The Fast search type provides:
  • Speed: p50 latency below 425ms - that’s 30% faster than Brave and Google Serp
  • Exa Index: Uses the same index of high quality content as our neural search
  • Customization: Full compatibility with all the same parameters as our other search types
Fast search is ideal for:
  1. Fast web grounding: Integrate real-time web information into responses without sacrificing speed and impacting user experience
  2. Agentic workflows: AI agents like deep research that use dozens or hundreds of search calls where milliseconds add up
  3. Low-latency AI products: Latency-sensitive applications like AI voice companions where every millisecond matters
Using Fast search is simple - just add type="fast" to your search requests:
result = exa.search_and_contents(
    "latest AI news",
    type="fast",
    livecrawl="never",
)

Options That Impact Latency

While Fast search is optimized for speed, certain options can increase response times:
  • Live crawling: Fetching content live requires real-time web requests.
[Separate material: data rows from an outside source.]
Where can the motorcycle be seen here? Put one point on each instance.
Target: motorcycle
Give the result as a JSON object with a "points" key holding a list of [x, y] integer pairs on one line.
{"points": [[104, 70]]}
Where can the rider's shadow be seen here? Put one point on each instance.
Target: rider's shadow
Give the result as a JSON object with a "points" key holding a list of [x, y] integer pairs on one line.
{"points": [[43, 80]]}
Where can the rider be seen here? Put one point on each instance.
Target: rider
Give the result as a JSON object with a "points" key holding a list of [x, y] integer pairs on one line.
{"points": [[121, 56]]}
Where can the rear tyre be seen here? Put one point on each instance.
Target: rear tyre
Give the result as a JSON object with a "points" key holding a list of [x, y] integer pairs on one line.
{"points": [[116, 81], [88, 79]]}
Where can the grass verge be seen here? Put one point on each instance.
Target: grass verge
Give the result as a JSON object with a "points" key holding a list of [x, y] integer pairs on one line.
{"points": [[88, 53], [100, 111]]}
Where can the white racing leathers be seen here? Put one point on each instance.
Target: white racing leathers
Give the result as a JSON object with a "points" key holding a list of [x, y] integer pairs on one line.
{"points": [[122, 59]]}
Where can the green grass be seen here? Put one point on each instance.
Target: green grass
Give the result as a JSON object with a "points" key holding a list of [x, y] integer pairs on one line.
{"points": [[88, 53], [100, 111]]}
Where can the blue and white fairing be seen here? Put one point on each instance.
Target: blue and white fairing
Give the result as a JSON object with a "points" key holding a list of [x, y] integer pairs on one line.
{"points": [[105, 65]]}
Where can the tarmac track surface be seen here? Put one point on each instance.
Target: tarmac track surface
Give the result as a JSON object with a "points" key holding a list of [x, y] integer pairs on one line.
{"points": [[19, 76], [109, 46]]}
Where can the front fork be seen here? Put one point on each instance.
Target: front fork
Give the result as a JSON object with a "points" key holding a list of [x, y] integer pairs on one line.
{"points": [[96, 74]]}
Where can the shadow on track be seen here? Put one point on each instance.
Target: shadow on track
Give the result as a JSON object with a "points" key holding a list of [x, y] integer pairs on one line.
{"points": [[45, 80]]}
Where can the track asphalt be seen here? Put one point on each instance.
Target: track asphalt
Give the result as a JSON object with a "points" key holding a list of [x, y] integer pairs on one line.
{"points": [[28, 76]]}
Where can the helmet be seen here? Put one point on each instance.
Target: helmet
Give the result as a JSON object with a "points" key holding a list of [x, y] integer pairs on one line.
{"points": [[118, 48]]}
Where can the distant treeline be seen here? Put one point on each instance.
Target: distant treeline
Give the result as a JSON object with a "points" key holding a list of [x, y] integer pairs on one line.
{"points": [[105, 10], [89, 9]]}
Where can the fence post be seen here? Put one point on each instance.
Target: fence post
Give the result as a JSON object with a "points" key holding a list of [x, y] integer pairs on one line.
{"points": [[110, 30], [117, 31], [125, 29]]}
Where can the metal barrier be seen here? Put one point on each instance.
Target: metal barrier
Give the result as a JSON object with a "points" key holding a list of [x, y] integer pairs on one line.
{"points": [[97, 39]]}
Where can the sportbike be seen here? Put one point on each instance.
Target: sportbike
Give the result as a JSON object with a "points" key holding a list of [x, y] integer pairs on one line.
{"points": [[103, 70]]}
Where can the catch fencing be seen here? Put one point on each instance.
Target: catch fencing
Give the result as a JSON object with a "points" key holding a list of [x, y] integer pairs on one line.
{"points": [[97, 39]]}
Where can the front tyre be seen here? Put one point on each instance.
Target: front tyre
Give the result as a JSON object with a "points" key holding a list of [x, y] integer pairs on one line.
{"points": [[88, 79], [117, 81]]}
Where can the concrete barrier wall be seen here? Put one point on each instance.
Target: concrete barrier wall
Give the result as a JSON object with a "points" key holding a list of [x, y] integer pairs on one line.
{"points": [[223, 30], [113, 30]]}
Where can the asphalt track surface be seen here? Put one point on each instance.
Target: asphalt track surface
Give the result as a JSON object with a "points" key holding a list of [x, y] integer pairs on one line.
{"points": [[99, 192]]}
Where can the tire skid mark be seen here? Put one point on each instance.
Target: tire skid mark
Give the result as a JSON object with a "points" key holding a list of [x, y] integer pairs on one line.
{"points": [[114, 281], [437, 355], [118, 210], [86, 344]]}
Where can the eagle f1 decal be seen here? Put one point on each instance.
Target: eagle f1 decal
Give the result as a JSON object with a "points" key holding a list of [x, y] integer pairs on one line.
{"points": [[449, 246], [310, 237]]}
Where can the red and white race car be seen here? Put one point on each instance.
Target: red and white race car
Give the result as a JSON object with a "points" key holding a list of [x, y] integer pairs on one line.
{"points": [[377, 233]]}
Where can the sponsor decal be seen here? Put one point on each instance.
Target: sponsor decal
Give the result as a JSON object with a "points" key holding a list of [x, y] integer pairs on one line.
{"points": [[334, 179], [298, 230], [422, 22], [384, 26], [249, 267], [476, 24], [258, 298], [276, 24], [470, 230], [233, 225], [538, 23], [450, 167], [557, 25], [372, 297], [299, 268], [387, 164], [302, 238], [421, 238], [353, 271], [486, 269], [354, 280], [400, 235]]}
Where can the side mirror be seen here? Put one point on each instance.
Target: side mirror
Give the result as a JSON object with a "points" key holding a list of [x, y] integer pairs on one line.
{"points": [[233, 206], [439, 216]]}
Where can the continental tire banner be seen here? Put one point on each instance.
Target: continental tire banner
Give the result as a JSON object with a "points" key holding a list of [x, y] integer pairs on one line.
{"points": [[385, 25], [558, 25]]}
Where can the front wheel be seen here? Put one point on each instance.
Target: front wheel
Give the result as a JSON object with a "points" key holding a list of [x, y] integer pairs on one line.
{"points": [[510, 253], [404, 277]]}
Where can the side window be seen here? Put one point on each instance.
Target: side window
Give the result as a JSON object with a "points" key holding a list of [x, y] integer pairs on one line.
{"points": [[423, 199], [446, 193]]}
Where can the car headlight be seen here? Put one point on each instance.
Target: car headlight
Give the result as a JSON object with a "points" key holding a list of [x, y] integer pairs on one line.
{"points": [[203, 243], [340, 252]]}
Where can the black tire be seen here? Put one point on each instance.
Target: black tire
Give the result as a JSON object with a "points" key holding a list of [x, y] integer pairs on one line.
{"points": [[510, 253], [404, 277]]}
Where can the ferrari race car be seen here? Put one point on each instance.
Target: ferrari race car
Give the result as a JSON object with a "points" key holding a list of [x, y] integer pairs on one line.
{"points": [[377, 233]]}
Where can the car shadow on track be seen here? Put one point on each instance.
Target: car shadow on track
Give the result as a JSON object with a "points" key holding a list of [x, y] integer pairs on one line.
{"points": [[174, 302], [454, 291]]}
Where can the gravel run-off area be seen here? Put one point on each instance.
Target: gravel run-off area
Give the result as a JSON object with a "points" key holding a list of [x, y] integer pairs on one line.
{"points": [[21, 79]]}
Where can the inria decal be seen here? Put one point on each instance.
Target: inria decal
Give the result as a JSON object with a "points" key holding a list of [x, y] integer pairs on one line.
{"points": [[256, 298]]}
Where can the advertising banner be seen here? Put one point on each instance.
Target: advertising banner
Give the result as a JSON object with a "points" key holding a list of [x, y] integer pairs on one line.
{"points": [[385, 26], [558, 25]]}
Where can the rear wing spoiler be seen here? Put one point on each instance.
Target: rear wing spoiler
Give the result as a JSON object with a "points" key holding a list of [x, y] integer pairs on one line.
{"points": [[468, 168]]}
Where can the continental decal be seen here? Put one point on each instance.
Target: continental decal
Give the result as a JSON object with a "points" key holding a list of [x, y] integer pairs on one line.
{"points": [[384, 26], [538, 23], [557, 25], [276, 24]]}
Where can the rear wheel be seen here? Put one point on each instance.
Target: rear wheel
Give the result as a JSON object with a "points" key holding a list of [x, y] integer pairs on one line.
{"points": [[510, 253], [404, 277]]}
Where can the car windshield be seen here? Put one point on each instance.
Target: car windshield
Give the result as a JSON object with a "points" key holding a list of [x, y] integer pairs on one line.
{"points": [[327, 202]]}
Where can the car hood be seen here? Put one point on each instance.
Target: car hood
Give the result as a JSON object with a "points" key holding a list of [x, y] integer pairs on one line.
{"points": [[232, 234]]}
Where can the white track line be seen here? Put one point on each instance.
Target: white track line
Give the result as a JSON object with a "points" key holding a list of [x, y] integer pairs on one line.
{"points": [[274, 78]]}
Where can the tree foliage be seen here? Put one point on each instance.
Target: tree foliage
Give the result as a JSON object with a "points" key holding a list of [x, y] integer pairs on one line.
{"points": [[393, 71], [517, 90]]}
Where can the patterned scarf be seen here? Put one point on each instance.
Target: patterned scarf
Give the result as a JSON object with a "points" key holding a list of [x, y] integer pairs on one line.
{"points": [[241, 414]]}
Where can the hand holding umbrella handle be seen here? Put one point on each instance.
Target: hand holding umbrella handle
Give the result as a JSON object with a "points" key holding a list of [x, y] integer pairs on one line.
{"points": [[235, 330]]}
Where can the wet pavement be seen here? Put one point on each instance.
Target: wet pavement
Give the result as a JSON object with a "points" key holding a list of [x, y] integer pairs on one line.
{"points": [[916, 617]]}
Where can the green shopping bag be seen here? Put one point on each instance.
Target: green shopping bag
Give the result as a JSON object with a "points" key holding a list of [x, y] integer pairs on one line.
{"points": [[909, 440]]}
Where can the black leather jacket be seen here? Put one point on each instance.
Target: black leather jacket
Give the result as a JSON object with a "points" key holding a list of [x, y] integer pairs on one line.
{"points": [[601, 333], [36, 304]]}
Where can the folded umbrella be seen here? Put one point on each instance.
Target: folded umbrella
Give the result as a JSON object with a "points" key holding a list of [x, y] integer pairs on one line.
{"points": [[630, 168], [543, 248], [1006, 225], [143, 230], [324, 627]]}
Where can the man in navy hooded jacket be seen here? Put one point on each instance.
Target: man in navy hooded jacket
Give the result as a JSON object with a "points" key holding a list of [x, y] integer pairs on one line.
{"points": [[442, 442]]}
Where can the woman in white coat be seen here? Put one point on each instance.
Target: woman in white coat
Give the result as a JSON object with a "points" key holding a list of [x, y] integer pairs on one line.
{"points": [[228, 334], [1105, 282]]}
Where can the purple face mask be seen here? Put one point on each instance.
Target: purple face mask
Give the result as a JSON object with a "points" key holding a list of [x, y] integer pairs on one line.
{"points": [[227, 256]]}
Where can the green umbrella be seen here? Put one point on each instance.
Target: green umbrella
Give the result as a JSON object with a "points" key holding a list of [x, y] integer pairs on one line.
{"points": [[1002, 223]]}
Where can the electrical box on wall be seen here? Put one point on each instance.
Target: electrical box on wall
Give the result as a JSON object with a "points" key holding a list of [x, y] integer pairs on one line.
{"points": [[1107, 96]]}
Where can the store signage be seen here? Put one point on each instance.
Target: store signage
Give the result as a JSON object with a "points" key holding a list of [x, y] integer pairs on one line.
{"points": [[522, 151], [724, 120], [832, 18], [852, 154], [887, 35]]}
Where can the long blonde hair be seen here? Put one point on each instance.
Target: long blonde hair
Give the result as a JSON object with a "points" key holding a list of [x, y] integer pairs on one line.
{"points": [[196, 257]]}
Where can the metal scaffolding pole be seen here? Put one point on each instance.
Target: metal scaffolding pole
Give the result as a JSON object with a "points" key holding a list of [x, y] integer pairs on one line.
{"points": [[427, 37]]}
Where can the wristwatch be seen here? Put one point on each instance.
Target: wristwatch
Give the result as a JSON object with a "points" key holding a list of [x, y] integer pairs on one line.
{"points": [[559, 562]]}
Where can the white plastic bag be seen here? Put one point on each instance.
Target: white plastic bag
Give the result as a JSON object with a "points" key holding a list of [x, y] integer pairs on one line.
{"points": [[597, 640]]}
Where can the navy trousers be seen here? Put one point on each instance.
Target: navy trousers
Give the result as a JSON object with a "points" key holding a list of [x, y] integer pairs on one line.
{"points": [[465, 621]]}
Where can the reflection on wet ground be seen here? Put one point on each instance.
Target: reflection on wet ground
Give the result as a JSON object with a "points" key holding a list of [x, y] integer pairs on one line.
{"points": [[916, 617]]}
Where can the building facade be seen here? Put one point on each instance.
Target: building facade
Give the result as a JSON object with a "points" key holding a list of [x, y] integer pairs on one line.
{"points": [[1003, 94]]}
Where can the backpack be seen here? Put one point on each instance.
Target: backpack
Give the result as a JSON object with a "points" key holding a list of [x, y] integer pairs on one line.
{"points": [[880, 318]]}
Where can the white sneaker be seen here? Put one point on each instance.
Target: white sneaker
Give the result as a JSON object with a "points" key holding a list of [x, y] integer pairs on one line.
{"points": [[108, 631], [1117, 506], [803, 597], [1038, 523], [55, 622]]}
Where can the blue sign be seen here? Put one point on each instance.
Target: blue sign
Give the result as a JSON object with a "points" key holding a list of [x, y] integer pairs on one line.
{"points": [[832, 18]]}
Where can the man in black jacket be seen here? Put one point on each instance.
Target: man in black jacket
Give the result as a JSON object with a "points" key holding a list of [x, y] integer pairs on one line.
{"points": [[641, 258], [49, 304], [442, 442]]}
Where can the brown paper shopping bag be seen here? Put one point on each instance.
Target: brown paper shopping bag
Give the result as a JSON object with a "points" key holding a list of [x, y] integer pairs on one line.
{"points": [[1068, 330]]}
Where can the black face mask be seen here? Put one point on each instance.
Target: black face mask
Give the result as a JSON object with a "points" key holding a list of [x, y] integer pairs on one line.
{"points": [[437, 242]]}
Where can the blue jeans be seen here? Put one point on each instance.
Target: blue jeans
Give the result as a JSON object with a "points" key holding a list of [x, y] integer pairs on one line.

Set livecrawl="never" to use cached content and maintain optimal speed.
  • AI summaries: Requesting AI-generated summaries requires LLM processing, which adds significant latency to your requests.
  • Complex date filters: Using wide date ranges or multiple date constraints requires additional filtering that can slow down results.
  • Include/exclude text: Text-based content filtering requires scanning through results, which impacts response times.
  • Subpages: Including subpages in your search requires additional processing and can significantly increase latency.
For the fastest possible performance, use Fast search with minimal parameters and rely on cached content.